Aunque se desconoce el origen exacto de esta tradición, la datan hace 2.000 años. ¿La razón? Tampoco está muy clara. «No se saben los orígenes, pueden ser de los castreños como forma de comunicación o más moderna, de cuando no había fuegos de artificios porque el castro está en la zona más alta de la parroquia. También podía ser una forma de avisar a la gente de alrededor de que al día siguiente eran las fiestas», cuenta Manolo Tebar, encargado de organizar esta tradición, en conversación con El Debate.
Apenas tenía 12 años cuando fue a su primera Queima das Fachas. Desde entonces, vive para esta celebración. Comercial de profesión, Tebar siente tal adoración que le ha llevado a conocer las otras doce fiestas del fuego que existen en Galicia. Reconoce que son todas dignas de ver porque son espectáculos únicos.
Buscan que la declaren Fiesta de Interés Turístico Nacional
Declarada de Interés Turístico de Galicia en octubre de 2008 y diez años más tarde Bien de Interés Cultural, los vecinos de Castelo luchan hoy para que sea Fiesta de Interés Turístico Nacional. «Hay que hacer mucho papeleo y cumplir muchos requisitos, pero estamos en ello», cuenta Tebar. Mientras tanto, están con los últimos preparativos para esta noche que promete ser única.

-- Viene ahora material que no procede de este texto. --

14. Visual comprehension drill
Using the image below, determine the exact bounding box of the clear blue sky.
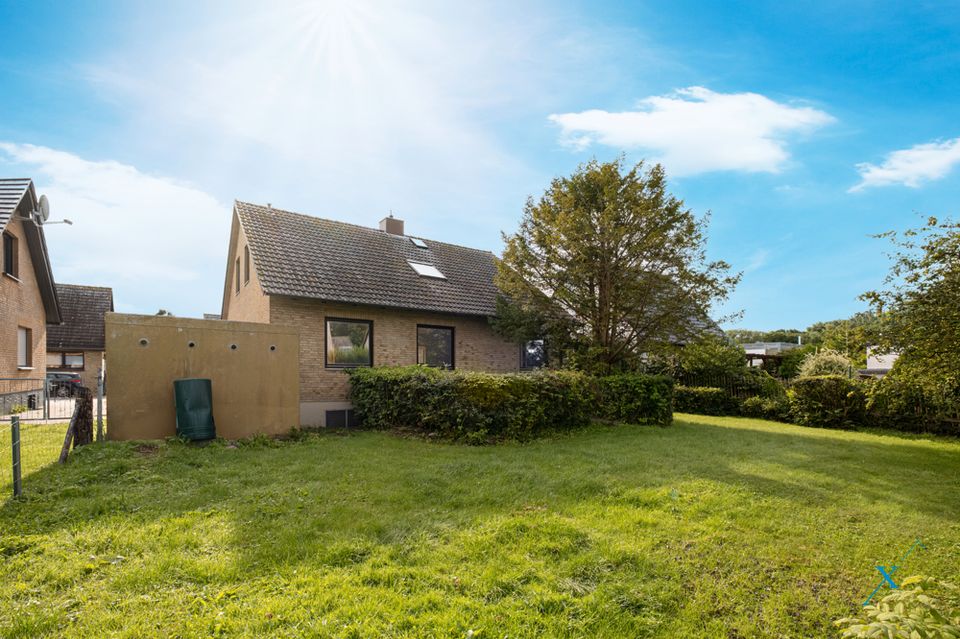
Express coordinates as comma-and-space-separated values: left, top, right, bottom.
0, 0, 960, 329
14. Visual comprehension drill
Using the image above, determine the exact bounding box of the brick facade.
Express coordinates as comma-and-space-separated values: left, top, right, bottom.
270, 296, 520, 402
221, 206, 520, 426
0, 217, 47, 379
47, 351, 103, 393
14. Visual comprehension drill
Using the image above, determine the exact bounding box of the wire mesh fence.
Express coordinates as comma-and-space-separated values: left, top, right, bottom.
0, 419, 69, 501
0, 377, 87, 423
0, 376, 106, 500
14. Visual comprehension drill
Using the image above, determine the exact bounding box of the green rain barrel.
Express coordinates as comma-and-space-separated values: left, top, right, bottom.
173, 379, 217, 441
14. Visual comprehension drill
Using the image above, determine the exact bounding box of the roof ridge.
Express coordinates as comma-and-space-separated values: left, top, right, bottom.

Es a principios del mes de agosto cuando van a a «las chousas a buscar unos árboles agucios, aunque en otros sitios se le llama gamón». «Los recogemos y los traemos para casa. Unos días antes de la celebración de la fiesta cogemos un palo de siete u ocho metros de largo y ponemos los agucios al lado del palo. Va atado con vimbios», cuenta Tebar. Al día siguiente, se suben al castro de Castelo y hacen unos agujeros alrededor del castro en forma circular y se colocan.

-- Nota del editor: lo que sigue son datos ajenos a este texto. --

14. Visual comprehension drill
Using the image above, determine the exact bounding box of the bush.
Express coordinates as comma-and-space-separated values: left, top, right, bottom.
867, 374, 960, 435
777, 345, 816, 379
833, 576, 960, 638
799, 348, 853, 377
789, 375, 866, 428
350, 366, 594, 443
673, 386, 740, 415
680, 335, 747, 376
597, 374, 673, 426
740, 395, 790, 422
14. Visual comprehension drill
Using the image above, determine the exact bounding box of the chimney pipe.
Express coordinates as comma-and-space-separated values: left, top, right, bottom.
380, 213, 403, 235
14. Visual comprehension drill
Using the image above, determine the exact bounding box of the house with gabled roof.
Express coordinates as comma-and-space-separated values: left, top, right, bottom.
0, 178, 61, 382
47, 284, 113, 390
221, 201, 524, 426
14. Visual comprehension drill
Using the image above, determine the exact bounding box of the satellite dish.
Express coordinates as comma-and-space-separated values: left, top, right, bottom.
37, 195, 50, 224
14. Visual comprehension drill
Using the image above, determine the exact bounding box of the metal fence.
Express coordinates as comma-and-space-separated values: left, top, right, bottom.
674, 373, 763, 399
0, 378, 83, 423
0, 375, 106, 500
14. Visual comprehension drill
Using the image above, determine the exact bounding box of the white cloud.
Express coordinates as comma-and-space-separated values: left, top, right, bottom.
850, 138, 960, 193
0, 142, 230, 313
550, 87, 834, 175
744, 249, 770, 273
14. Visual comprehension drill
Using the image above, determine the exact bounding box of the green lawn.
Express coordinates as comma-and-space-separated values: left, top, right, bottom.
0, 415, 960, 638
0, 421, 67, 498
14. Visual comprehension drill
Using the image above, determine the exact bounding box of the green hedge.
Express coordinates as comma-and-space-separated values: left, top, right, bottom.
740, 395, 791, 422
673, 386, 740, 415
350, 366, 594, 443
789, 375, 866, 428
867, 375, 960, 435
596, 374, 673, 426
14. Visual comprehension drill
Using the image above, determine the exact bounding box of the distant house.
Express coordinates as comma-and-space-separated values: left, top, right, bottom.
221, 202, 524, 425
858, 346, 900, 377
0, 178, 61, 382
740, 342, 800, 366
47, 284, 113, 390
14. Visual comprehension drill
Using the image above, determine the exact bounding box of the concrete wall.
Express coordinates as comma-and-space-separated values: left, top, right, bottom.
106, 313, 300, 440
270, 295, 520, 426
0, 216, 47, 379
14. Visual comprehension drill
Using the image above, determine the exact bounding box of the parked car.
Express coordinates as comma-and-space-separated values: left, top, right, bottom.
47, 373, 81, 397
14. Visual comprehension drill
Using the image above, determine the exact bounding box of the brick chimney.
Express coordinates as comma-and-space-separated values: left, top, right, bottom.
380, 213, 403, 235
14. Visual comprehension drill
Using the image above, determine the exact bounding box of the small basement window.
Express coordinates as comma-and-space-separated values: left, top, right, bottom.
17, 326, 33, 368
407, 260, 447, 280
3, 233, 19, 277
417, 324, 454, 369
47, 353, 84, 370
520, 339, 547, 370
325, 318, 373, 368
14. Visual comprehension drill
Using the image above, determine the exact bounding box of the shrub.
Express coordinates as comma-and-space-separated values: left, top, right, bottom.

Pasadas las once y media de la noche comienza el encendido de las fachas. Pero la celebración comienza mucho antes con un grupo de gaitas que ameniza una cena en la que es tradición comer pulpo y carne ó caldeiro, ambas recetas clásicas gallegas. La fiesta continúa los días posteriores con más música, comida y una misa y, como novedad, este año han incorporado una ruta el día anterior a la queima para recorrer los rincones más singulares de esta parroquia. Como la iglesia de Castelo, su crucero o el mirador a la orilla del río.